Como pillada en delito, regresó al dormitorio con el estómago desmadejado y la boca seca. Se sentó en la cama, incapaz de pensar claramente; peor aún… ¡incapaz de inventar algún cuento para justificar su estado de nervios!
Escuchó a los perros recibiéndolo, la puerta del escritorio, ruido de abrir y cerrar cajones. Cada sonido marcaba una actitud tan normal de su esposo que comenzó a tranquilizarse: no parecía enterado de nada.
Dio un profundo suspiro, tomó un trago de agua, quitó el cobertor de la cama y se recostó como si estuviese esperándolo; hasta tuvo tiempo de tomar un libro mientras lo oía subir la escalera y abrir la puerta con sigilo.
Al ver la lámpara encendida, Harrison se detuvo en el marco, sonriendo.
—Parezco un marido infiel que regresa esperando encontrar dormida a su mujer —bromeó; cerró sin ruido para no despertar a los niños y se acercó a ella aflojándose el lazo de la camisa. Mientras se quitaba los gemelos, se sentó a su lado, se sacó los botines y, contrariando su costumbre, los lanzó lejos de la alfombra: estaban embarrados. Luz presintió algo extraño, pero él se comportaba con tanta naturalidad…
¿Y si llegaban sus primos, como habían dispuesto, qué haría? ¿Confesarle la verdad, reconocer que le había mentido, que le había ocultado la amenaza del mazorquero? ¿Confesar, a aquel hombre generoso y protector, que lo había engañado —como antaño con su hermano Fernando, ahora con sus primos— para conspirar contra el gobierno?
—Ha sido un largo día —dijo él, pasándole un brazo por la cintura y sentándola sobre sus rodillas.
“Si me mira a los ojos no podré mentirle…”, pensó ella; se dejó abrazar, maldiciendo para sus adentros ese carácter suyo, que siempre la metía en líos y en cosas que él no aprobaba. Brian dijo algo en tono tranquilizador y, desconcertada, le preguntó:
—¿Qué dijiste…?
—Que todo acabó: Macías está muerto, el joven de la librería ha sido vengado, pero tus primos… —no alcanzó a terminar la frase porque Luz, en un segundo, pasó del propósito de enmienda a la furia.
—¡Maldito gringo taimado, me has tenido engañada, me has espiado, me has hecho seguir, me…!
Intentó golpearlo en el rostro, pero él, divertido, le aferró los puños con fuerza y la mantuvo abrazada.
—Miren quién habla de engaño y de mentiras —se burló—. La reina de las astucias, la emperatriz de las aventureras… —mientras la mantenía sujeta, la besó en el cuello y le advirtió—: No discutas conmigo; te perdono si me perdonas —y, recostándola en la cama, la mantuvo entre sus brazos hasta que sintió que se calmaba.
Al rato, ella preguntó, todavía resentida:
—¿Y Martín y Gonzalo?
—Tan molestos como tú, pero vivos. Si te suelto, ¿prometes no arañarme?

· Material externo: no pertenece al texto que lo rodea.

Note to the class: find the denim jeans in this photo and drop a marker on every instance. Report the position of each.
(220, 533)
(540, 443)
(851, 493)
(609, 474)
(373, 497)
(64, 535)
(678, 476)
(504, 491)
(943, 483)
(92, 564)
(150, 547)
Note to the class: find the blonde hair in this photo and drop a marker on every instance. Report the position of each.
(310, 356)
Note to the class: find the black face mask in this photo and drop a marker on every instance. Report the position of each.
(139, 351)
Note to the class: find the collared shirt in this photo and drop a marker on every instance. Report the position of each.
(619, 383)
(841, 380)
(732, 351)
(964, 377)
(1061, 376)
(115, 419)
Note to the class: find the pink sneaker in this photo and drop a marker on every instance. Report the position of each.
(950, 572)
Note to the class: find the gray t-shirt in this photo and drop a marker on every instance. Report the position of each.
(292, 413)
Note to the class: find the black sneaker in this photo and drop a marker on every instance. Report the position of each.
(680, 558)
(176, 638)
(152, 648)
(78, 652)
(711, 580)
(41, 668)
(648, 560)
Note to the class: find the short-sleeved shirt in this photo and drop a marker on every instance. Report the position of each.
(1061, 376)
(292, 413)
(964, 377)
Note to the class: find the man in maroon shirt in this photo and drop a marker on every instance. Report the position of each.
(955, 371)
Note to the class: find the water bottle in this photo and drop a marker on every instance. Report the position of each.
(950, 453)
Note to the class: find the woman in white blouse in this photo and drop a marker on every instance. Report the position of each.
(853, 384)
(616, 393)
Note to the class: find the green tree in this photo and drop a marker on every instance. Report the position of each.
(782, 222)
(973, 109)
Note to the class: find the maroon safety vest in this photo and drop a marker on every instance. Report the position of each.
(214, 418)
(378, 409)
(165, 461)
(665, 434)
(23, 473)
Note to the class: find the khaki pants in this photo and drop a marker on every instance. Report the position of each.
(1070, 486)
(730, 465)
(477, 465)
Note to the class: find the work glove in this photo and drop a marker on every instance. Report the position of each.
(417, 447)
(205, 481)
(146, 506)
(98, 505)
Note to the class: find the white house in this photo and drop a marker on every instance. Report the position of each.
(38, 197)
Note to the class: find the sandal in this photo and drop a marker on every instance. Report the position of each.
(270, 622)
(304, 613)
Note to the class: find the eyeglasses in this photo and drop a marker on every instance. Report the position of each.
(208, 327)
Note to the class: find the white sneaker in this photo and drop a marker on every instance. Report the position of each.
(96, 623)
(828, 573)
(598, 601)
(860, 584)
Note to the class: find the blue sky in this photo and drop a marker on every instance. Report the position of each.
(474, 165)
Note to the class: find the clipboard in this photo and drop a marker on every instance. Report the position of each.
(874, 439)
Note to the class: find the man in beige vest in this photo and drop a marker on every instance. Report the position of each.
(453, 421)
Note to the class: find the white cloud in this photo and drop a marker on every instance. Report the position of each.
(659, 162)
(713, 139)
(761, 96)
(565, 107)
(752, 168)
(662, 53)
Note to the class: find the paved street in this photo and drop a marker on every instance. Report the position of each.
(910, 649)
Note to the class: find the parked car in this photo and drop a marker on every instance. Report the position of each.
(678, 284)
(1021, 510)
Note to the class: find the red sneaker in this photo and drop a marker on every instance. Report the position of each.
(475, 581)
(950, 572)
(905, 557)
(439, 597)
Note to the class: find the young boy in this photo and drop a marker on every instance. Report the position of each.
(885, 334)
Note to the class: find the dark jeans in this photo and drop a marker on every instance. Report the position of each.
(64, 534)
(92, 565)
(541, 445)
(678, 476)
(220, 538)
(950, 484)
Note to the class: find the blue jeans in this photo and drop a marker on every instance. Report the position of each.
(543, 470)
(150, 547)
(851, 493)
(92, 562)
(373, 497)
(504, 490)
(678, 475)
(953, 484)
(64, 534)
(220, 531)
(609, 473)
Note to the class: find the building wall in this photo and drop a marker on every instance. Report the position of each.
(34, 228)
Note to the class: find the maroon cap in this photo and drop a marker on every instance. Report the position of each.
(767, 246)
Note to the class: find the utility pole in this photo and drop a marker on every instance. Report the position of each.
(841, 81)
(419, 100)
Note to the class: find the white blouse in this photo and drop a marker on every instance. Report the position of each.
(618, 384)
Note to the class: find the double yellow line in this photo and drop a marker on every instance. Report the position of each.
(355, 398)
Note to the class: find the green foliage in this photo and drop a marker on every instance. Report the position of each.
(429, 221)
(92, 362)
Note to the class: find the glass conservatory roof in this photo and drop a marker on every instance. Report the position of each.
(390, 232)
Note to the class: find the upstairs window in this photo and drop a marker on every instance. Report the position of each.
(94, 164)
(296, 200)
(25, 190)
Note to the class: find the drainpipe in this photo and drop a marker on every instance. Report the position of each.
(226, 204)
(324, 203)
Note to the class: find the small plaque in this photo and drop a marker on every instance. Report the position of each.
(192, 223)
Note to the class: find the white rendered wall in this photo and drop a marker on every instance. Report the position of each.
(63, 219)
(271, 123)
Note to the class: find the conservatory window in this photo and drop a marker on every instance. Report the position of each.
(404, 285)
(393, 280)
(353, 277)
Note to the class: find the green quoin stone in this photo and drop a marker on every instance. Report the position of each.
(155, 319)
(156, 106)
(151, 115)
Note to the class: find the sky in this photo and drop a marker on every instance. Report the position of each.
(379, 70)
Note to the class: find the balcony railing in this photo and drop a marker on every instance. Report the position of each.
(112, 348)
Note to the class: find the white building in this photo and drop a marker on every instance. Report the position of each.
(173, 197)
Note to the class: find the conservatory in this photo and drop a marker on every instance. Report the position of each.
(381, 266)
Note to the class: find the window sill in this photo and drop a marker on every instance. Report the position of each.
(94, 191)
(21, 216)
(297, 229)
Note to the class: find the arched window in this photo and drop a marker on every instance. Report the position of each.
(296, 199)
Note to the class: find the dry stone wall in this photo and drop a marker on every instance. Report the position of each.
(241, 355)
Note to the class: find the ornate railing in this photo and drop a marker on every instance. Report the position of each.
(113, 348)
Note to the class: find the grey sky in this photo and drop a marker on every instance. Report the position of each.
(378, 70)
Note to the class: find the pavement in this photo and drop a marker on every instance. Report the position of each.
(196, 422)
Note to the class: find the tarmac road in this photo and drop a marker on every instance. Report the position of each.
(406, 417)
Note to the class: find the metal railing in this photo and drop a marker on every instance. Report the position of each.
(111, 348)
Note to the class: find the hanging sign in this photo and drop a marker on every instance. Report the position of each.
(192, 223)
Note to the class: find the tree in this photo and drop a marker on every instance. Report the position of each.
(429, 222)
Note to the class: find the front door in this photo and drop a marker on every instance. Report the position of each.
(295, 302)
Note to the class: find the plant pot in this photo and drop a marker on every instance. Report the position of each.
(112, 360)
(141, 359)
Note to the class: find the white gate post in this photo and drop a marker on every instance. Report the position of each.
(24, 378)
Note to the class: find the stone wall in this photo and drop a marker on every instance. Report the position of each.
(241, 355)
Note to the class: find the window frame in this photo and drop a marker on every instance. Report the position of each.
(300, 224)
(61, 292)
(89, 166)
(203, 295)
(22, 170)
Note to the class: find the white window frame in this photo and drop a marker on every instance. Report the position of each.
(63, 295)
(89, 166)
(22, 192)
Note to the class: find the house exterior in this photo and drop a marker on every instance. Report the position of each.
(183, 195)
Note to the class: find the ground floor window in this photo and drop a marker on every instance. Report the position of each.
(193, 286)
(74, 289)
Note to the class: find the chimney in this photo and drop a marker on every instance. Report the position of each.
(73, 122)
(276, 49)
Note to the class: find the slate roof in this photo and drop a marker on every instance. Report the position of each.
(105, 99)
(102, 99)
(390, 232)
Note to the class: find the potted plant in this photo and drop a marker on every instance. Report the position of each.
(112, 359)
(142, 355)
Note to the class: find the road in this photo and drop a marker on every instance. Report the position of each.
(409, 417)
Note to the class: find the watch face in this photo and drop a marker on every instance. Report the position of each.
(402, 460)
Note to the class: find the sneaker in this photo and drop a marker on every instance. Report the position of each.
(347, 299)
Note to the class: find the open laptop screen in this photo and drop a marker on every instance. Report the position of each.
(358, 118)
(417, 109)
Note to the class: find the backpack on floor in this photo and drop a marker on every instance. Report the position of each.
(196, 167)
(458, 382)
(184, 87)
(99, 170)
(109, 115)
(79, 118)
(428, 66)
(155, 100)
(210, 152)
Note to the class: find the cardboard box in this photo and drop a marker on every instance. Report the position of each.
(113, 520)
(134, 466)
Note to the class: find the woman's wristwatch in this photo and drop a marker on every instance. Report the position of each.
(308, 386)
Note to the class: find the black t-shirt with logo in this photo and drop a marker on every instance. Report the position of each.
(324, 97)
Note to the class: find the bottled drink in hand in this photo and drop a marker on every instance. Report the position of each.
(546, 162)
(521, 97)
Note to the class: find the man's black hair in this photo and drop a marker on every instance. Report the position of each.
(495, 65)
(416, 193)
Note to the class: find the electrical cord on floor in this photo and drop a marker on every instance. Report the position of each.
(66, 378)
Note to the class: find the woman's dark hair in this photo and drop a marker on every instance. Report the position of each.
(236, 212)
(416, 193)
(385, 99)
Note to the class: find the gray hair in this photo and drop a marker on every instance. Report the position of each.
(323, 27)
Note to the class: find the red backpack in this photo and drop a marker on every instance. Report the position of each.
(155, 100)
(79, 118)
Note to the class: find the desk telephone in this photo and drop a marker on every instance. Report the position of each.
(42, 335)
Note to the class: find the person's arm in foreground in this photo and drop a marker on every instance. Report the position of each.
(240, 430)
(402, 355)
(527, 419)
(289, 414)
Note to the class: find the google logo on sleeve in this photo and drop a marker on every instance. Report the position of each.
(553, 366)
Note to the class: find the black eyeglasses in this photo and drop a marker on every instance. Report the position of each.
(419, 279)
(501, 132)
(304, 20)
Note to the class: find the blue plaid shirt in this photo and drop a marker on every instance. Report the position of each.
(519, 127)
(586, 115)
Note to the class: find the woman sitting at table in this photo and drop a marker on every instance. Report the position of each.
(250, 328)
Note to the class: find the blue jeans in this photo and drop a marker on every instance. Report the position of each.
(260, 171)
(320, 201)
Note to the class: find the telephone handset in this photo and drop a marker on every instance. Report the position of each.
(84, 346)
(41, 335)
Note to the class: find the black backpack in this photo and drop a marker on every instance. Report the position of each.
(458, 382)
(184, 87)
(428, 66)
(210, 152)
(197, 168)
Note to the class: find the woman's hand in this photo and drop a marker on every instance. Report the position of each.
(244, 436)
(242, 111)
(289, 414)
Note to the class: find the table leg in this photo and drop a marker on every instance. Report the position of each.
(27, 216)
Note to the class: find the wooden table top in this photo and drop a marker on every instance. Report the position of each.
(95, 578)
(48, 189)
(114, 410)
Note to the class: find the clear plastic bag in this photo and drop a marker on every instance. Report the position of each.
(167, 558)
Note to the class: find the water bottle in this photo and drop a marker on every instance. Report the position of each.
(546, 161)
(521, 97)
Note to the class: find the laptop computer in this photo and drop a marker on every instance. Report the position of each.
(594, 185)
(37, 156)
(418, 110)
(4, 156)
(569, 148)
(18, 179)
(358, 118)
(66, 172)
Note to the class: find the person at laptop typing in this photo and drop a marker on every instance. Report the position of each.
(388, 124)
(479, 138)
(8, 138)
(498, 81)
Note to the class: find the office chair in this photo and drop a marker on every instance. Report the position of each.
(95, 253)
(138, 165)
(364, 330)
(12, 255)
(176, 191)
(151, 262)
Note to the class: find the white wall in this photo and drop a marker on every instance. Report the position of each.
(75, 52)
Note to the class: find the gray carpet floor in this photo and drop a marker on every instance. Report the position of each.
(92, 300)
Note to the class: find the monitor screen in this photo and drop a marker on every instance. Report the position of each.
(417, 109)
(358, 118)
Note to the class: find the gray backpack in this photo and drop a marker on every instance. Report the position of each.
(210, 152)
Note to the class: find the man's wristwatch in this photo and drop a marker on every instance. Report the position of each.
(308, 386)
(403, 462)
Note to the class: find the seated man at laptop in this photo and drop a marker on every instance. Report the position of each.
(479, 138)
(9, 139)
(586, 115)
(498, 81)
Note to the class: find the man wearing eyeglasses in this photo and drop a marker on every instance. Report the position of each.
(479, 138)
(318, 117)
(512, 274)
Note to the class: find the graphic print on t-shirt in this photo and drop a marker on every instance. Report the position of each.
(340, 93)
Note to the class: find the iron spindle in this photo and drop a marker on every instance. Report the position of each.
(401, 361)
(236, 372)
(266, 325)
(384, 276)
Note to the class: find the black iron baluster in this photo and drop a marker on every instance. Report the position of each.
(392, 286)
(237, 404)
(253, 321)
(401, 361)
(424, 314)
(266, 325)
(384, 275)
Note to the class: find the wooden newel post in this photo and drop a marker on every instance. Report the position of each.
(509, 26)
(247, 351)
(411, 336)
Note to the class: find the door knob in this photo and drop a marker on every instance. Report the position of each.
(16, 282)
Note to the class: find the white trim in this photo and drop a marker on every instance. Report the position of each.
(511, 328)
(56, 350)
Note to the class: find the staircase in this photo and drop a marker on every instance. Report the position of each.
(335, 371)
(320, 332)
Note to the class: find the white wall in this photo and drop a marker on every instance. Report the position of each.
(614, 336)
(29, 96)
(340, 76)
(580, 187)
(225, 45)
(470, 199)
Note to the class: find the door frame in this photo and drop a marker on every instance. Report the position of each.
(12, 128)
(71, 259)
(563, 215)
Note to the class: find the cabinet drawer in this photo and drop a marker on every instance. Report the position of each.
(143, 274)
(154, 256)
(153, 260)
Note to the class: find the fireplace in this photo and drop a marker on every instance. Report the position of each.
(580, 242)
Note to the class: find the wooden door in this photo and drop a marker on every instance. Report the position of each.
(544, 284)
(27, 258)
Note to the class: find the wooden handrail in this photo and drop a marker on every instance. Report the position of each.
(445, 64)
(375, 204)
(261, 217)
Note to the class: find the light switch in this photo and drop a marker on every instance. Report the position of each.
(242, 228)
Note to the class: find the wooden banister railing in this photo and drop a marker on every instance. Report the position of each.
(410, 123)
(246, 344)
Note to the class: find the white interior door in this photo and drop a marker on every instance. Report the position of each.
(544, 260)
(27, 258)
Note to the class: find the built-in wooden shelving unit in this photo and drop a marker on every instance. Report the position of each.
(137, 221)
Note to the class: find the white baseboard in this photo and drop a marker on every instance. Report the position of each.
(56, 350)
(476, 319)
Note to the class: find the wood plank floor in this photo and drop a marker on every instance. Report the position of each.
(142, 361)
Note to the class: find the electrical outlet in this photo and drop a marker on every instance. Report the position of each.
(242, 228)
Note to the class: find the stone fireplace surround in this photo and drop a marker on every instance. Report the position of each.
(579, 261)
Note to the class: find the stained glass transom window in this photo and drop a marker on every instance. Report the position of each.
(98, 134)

Reteniendo una sonrisa, y tranquilizada al saber que sus primos estaban a salvo, le contestó:
—Lo dejaré pasar por esta noche.
Apilaron varios almohadones, ella buscó la botella de whisky y los vasos y se acomodó para escuchar los acontecimientos que habían llevado a Harrison hasta las ruinas donde el destino había alcanzado a Macías y sus hombres.
—Mi intención era acabar personalmente con él —confesó—, pero Martín se me adelantó unos segundos.
Luego de contener un bostezo, la provocó:
—¿Alguna pregunta que no pueda esperar hasta mañana? —y ante su silencio, reconoció—: Estoy cansado; no tengo edad para andar conspirando en medio de la noche.
Se durmió sin darse cuenta. Luz dejó en el suelo la botella y los vasos, lo cubrió con la manta, le acomodó el pelo con los dedos, lo besó en la frente y, luego de apagar el velador, se acostó abrazada a él.
Los acontecimientos de aquella noche habían comenzado días antes, cuando James Olivier, enterado de lo que había pasado en la Librería de Ortiz, citó a Harrison en su casa para interiorizarse de lo sucedido. Harrison quedó conmocionado, pues ignoraba el hecho y comentó a su amigo el encuentro con Gonzalo a la salida de teatro y la intervención de Macías. Cambiaron ideas y decidieron que el asunto era alarmante debido al resentimiento contra los británicos por la presencia de la Armada.
Harrison le confió que quizás hubiera un peligro mayor: sospechaba que su esposa y sus primos habían estado fraguando la catarata de pasaportes que denunciara La Gaceta Mercantil y quizás Macías los tenía vigilados.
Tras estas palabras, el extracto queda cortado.